The Millie Mack veins are located at the base of a section of Slocan Group clastic sedimentary rocks which overlie mafic volcanic rocks. There are two interpretations regarding the structural relationships: Geological Survey of Canada Bulletin 161 shows the contact as a low angle thrust, and the Slocan Group strata a klippe thrust over younger volcanic rocks of the Jurassic Rossland Group (Elise Formation). The second interpretation would have the Slocan sedimentary strata in normal (unfaulted) contact with older volcanic rock (Geological Survey of Canada Open File 432). Slocan Group strata include sandstone, siltstone, argillite, tuff, andesite and volcanic breccia. They are locally calcareous and contain local pods of limestone. Rossland Group volcanics include volcanic breccia, feldspar porphyry and basalt.
Basal Slocan Group strata are highly sheared graphitic argillite which contains blocks or boudins of vein quartz mineralized with galena, sphalerite, arsenopyrite, chalcopyrite and pyrite.
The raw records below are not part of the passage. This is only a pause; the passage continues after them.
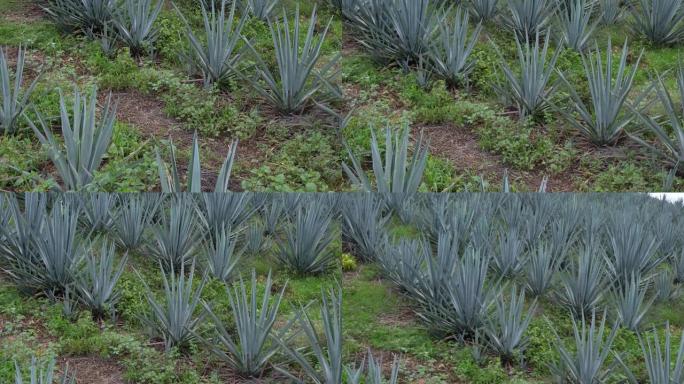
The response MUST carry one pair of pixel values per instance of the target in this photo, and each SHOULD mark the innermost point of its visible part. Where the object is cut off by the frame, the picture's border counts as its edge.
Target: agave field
(576, 95)
(95, 93)
(355, 288)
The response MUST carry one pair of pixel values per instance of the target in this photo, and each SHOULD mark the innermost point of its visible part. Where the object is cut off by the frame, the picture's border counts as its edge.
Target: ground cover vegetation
(95, 92)
(345, 288)
(585, 93)
(176, 288)
(519, 288)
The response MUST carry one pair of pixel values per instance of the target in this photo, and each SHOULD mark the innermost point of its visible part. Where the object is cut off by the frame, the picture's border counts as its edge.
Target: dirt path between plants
(460, 147)
(93, 369)
(146, 113)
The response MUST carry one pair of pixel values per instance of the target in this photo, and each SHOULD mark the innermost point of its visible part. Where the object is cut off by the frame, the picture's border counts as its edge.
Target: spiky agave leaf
(531, 89)
(59, 247)
(506, 329)
(134, 213)
(86, 138)
(484, 10)
(373, 27)
(604, 119)
(222, 257)
(583, 282)
(659, 21)
(364, 224)
(178, 233)
(134, 20)
(250, 346)
(254, 237)
(661, 365)
(97, 285)
(299, 78)
(171, 181)
(327, 350)
(541, 268)
(451, 55)
(469, 297)
(611, 11)
(664, 285)
(217, 53)
(529, 18)
(587, 361)
(414, 24)
(633, 250)
(261, 9)
(174, 319)
(98, 210)
(576, 22)
(14, 100)
(18, 250)
(228, 209)
(397, 176)
(630, 302)
(42, 373)
(85, 16)
(509, 258)
(678, 266)
(670, 133)
(305, 248)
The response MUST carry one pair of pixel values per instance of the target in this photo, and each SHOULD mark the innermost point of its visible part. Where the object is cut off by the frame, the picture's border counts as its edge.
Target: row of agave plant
(219, 50)
(478, 259)
(74, 248)
(438, 40)
(86, 134)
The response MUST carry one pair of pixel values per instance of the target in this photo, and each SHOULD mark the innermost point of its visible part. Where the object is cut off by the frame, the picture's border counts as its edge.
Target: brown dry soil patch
(92, 369)
(146, 113)
(460, 147)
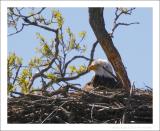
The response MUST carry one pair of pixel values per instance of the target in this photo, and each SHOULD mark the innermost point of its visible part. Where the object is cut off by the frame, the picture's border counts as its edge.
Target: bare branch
(50, 64)
(15, 78)
(117, 16)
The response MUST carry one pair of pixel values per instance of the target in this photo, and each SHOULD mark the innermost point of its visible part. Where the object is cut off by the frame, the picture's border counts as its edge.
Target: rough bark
(98, 25)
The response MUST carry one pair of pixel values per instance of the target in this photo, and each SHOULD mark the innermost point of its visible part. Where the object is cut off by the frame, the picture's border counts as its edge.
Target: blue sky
(134, 42)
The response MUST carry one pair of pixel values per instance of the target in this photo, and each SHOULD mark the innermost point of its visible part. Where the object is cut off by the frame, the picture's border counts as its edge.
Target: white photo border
(153, 4)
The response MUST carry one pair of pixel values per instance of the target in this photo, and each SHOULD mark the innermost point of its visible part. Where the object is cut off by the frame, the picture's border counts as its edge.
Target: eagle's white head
(101, 67)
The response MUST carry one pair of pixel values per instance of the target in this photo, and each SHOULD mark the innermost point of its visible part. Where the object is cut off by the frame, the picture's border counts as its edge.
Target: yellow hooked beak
(92, 67)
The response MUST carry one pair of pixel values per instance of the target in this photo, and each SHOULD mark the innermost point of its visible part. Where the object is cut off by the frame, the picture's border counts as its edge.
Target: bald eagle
(104, 77)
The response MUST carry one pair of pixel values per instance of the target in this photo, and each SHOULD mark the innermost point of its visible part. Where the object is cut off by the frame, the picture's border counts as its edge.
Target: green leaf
(52, 76)
(10, 87)
(39, 36)
(82, 34)
(72, 68)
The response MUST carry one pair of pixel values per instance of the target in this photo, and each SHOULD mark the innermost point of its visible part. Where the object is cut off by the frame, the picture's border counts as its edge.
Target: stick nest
(111, 106)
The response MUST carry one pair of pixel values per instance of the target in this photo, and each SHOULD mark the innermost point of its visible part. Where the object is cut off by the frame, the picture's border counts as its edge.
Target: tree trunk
(97, 23)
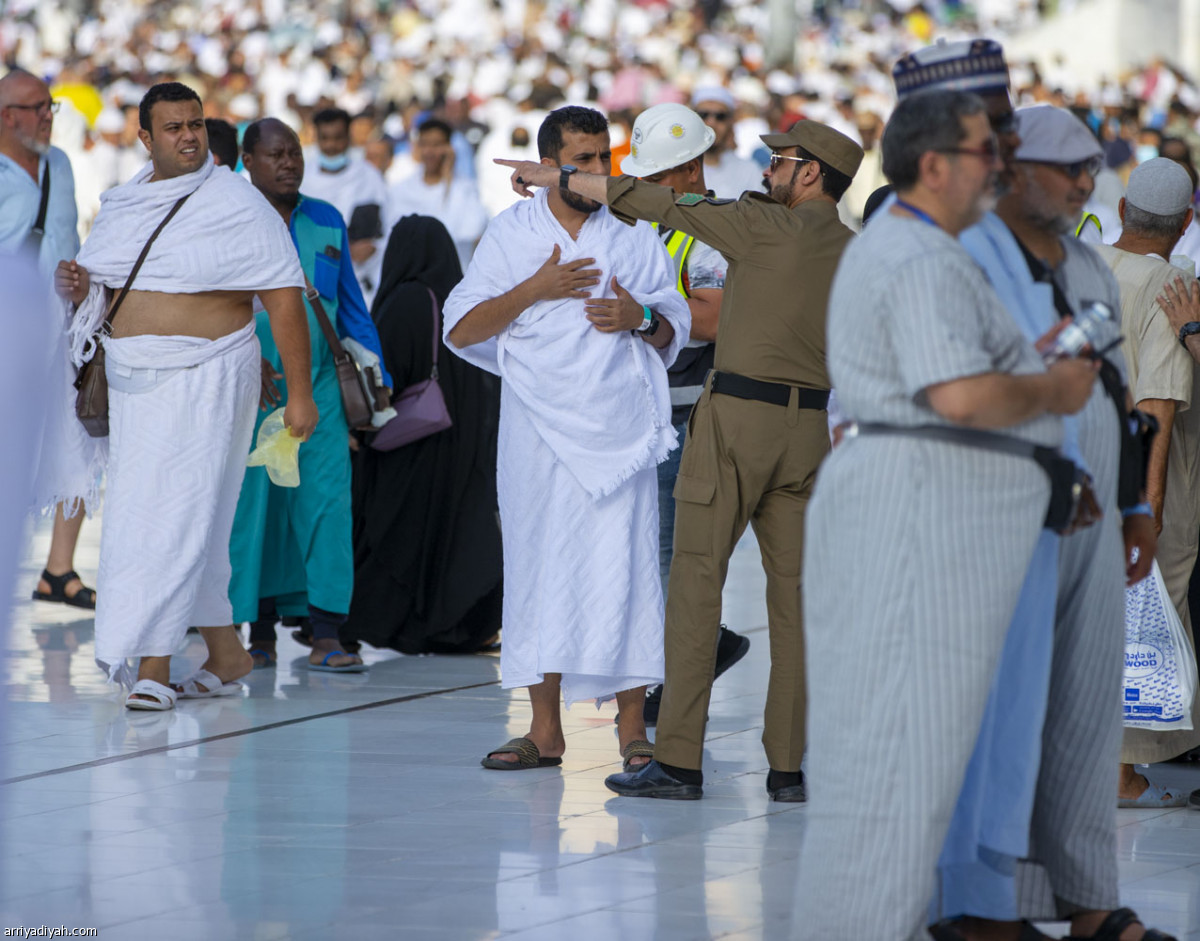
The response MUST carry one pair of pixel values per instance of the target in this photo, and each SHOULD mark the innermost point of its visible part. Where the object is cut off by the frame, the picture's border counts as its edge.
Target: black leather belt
(777, 394)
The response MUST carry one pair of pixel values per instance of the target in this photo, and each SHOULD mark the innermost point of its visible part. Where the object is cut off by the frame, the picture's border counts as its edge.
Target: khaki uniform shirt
(772, 324)
(1162, 369)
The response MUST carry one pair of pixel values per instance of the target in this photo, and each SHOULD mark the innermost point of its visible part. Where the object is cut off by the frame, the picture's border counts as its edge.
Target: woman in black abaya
(427, 564)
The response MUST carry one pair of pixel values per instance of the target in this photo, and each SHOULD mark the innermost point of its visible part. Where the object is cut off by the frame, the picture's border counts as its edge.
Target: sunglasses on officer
(777, 159)
(43, 107)
(988, 150)
(1091, 166)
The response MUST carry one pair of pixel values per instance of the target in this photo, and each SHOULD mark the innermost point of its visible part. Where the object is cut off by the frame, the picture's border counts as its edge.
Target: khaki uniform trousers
(744, 462)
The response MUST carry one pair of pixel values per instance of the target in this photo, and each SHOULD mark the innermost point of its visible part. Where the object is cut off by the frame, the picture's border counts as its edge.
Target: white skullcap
(1159, 186)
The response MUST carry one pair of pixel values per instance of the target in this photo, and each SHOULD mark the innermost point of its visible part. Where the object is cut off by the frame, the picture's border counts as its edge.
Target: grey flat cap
(1054, 136)
(1159, 186)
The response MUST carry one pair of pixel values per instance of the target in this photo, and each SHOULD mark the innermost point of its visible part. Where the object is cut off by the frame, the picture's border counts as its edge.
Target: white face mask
(333, 165)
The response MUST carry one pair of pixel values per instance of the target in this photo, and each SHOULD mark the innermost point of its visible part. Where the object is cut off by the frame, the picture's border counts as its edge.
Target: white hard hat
(665, 137)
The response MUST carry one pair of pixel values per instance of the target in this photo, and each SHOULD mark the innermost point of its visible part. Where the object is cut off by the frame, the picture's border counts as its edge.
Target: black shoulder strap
(323, 321)
(137, 265)
(40, 225)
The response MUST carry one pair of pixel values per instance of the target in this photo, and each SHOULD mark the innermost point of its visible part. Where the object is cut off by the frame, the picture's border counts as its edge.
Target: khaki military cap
(823, 143)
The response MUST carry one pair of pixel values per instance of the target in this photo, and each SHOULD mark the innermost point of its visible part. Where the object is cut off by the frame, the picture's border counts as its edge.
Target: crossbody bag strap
(40, 225)
(327, 328)
(437, 330)
(137, 265)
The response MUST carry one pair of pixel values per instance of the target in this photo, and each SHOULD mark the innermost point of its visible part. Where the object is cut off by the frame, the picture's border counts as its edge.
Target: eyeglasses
(989, 150)
(42, 107)
(1091, 166)
(1002, 124)
(775, 159)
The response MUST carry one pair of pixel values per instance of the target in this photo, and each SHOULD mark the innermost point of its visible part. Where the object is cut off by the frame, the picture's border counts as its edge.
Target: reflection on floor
(353, 807)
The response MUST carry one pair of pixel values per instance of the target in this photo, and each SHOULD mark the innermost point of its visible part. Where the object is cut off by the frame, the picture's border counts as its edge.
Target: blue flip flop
(1153, 797)
(324, 667)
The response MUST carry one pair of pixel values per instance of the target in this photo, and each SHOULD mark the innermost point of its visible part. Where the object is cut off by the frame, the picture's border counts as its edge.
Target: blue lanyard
(918, 213)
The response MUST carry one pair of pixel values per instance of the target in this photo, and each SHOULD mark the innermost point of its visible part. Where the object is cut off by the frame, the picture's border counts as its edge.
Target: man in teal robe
(292, 546)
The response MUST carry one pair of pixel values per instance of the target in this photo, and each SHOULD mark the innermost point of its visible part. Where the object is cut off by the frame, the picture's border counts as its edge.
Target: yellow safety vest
(1087, 217)
(678, 246)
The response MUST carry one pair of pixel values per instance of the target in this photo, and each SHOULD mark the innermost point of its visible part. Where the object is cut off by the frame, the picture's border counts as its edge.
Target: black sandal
(84, 598)
(948, 930)
(1110, 928)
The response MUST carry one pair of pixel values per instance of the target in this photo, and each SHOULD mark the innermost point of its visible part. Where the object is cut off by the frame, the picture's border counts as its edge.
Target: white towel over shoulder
(226, 237)
(599, 401)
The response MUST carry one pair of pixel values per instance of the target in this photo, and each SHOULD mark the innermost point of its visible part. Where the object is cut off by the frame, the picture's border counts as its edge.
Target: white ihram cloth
(181, 408)
(585, 419)
(181, 414)
(225, 238)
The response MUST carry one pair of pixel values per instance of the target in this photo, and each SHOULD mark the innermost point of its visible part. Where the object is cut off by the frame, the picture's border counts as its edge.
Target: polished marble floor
(353, 807)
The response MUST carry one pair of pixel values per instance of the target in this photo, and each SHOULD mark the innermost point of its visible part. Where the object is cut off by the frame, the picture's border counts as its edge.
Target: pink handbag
(420, 408)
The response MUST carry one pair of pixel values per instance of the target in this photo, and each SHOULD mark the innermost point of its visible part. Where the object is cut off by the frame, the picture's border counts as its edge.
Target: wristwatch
(649, 325)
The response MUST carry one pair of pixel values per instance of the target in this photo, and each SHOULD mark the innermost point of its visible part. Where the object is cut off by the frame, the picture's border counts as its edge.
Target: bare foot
(549, 747)
(227, 669)
(1132, 785)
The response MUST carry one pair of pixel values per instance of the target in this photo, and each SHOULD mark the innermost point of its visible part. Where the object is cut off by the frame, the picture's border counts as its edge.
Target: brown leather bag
(354, 395)
(91, 383)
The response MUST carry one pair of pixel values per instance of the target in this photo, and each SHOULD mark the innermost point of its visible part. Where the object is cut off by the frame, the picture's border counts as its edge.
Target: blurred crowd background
(491, 70)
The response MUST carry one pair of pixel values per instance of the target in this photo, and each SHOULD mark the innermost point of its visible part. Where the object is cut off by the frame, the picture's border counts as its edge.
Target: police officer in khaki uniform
(755, 437)
(671, 142)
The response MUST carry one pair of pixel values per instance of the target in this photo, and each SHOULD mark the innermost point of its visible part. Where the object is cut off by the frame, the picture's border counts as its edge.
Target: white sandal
(161, 697)
(190, 689)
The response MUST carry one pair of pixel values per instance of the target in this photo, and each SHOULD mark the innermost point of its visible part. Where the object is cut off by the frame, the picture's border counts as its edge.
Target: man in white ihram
(580, 316)
(184, 379)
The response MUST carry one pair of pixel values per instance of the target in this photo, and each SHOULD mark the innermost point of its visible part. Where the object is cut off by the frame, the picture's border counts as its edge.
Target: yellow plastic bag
(279, 450)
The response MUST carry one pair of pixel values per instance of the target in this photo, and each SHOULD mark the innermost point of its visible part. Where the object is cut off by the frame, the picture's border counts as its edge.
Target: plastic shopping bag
(279, 450)
(1161, 666)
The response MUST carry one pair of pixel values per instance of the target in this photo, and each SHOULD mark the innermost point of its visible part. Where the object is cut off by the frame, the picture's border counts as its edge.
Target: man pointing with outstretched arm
(768, 385)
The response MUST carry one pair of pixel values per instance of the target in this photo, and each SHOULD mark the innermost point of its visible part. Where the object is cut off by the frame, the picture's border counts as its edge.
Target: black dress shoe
(790, 789)
(651, 780)
(730, 648)
(653, 702)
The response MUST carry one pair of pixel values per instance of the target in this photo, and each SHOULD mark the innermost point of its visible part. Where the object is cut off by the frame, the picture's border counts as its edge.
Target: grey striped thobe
(917, 552)
(1074, 864)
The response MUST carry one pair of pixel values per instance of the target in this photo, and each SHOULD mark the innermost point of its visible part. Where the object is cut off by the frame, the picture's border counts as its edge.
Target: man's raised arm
(724, 225)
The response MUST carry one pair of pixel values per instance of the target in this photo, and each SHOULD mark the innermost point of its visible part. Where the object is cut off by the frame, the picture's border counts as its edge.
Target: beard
(34, 144)
(579, 203)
The graphitic schist hostrocks range from three to ten metres in thickness and the tectono-clasts of vein quartz are erratically distributed within the unit. There is little record in the literature regarding the grade of the various mineralized showings at the Millie Mack. In 1981, an assay on samples from a 2.83-tonne shipment of mill concentrate from the Millie Mack was 12.8 grams per tonne gold, 768 grams per tonne silver, 0.16 per cent copper, 2.5 per cent lead, 3.0 per cent zinc and 3.9 per cent arsenic (Assessment Report 9965, Paper 1986-1). More recently, in 1989, the results from seven percussion-drill holes were reported in the George Cross News Letter (number 178, 1989), with the highest assay being 3.5 grams per tonne gold and 419 grams per tonne silver across 3.05 metres in drillhole 89-15.
There are potential reserves of 1,542,070 tonnes grading 4.79 grams per tonne gold and 222.82 grams per tonne silver (George Cross News Letter 01/05/89).
Recently it was reported that the Millie Mack property contains a large graphitic shear zone consisting of a mixture of extremely fine particles of 70 per cent minus 400 mesh graphitic sericite, sericite and silica. This graphitic shear zone contains 8,889,580 tonnes of which about 1,814,200 tonnes are deemed open pittable (George Cross News Letter No.95 (May 17), 1995). Micro Minerals Resources Inc. worked the property in 1995.
For a good work history see NMI entry 82K/4 Au1 and Assessment Report 9965.